South African amenities manufacturing company The Bespoke Amenities Company (TBAC) is striving to be an example of what is possible, if local companies are willing to invest in local manufacturing capabilities, states TBAC MD Bruce Turner.
The company was registered in 2012 and started trading in mid-2013. Prior to this, Turner had been working at a retail company which supplied imported hospitality and cosmetic products.
It was during his time at that company that he discovered that there was a “clear gap” between the type of products that were being imported from Europe and Asia and what was being produced locally.
“I felt that we could produce these kinds of [products] locally in a globally cost-competitive fashion and at the same or even a higher quality standard,” he tells Engineering News.
In addition to this, Turner wanted to ensure that he could create as many jobs as possible, which is one of the main reasons that TBAC’s factory in Kya Sands, in Johannesburg, uses labour-intensive processes, with automated applications kept to a minimum. He highlights that, despite this, the company has been able to keep its production costs per unit low.
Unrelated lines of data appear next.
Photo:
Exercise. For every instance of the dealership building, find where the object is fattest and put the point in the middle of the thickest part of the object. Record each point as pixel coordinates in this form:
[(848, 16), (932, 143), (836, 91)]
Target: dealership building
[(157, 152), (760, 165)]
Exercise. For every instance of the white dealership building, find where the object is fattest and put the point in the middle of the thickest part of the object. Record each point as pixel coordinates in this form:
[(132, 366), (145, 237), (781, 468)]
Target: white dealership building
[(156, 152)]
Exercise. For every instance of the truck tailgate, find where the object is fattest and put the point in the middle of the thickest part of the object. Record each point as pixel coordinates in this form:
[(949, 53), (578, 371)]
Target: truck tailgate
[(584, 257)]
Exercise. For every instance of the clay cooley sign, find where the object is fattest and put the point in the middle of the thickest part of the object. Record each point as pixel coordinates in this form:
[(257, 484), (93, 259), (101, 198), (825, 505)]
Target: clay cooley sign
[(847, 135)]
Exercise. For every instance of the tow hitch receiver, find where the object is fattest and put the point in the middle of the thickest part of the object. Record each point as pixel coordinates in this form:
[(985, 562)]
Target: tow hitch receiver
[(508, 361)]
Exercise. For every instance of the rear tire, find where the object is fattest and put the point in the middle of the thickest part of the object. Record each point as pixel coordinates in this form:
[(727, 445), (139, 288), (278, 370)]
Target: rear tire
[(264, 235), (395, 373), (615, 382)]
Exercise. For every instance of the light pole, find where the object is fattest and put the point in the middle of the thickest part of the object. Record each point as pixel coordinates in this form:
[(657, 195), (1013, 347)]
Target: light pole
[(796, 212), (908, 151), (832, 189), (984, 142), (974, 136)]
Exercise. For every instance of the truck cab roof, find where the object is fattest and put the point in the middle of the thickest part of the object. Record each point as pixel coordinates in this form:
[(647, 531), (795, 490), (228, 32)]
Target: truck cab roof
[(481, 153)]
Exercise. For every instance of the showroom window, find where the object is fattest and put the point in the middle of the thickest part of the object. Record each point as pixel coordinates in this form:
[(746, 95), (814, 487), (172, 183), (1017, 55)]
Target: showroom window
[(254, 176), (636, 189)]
The company currently has 110 employees, which will be increased to about 150 by the end of 2018. In general, the people that come to work at the company’s factory are unskilled and receive training to operate equipment or perform particular tasks.
“We believe that it is very important to provide people with skills and training, as it is very empowering for people to learn new skills, which will stand them in good stead for their future career development,” Turner elaborates.
Moreover, he says, contrary to some perceptions, he has found that South African factory workers have high levels of productivity. Turner surmises that a possible reason for this is that the legacy issues that workers and employees have in other sectors, such as mining, steel and construction, are not as stark, which assists in building genuine partnerships between management and labour for the good of the business.
Turner remarks that the manufacturing sector offers great potential to create jobs and address South Africa’s 27.7% unemployment rate. “I do not see another way in which South Africa can create jobs,” he says.
Turner believes that the biggest barrier to people manufacturing locally is their reluctance to try, with many having already conceded that it is just not possible, owing to operating challenges, such as high input costs, a lack of skills and labour instability.
He says his hope is that, through TBAC’s continued success, it will be able to disprove the sceptics and thereby showcase that there are “substantial opportunities” for the local manufacturing sector.
Further, Turner points out that there is also a perception that South Africa lacks skilled engineering service providers to cater to the needs of manufacturers. “This is also blatantly false.” He notes that, if a piece of equipment needs to be repaired or new parts are required, inevitably there is a company within a few kilometres of the factory that can provide cost-effective, high - quality assistance.
Moreover, Turner comments that, when the company first started manufacturing soap, all the moulds it used were manufactured in China. Currently, though, TBAC’s moulds are made by a local company, at less than the price for the imported ones and delivered in less than half the time, he highlights.
“There are pockets of real excellence in engineering and manufacturing throughout South Africa and it is just a case of getting it all together to ensure we unlock the country’s full potential in the sector,” he states.
TBAC is currently undergoing ISO 9001 accreditation for quality and ISO 22716 accreditation for the production, control, storage and shipment of cosmetic products. The company’s first final audit for these accreditations is scheduled for November.
The company has an internal quality assurance department, with the formulation development being outsourced to formulation specialists who have all helped in the development of about 100 product line variations, which include shampoo, soap, body lotion, bath salts, room sprays and insect repellent.
“We manufacture all our liquid products from raw materials, using locally sourced materials wherever possible,” Turner states. He says that this is true of all its product lines, as it is continually striving to use locally sourced materials for its products and has even successfully worked with a number of companies to develop these materials locally to reduce the need to import items and thereby also provide support for local upstream industries.
In addition to the range of guest amenities TBAC produces, the company also manufactures slippers, shower caps and shoe mitts.
The business offers off-the-shelf product lines and bespoke individually branded ranges as well. “Typically, we provide our customers with small products averaging 30 mℓ to 40 mℓ in size, which comprises about 40% of our sales,” says Turner.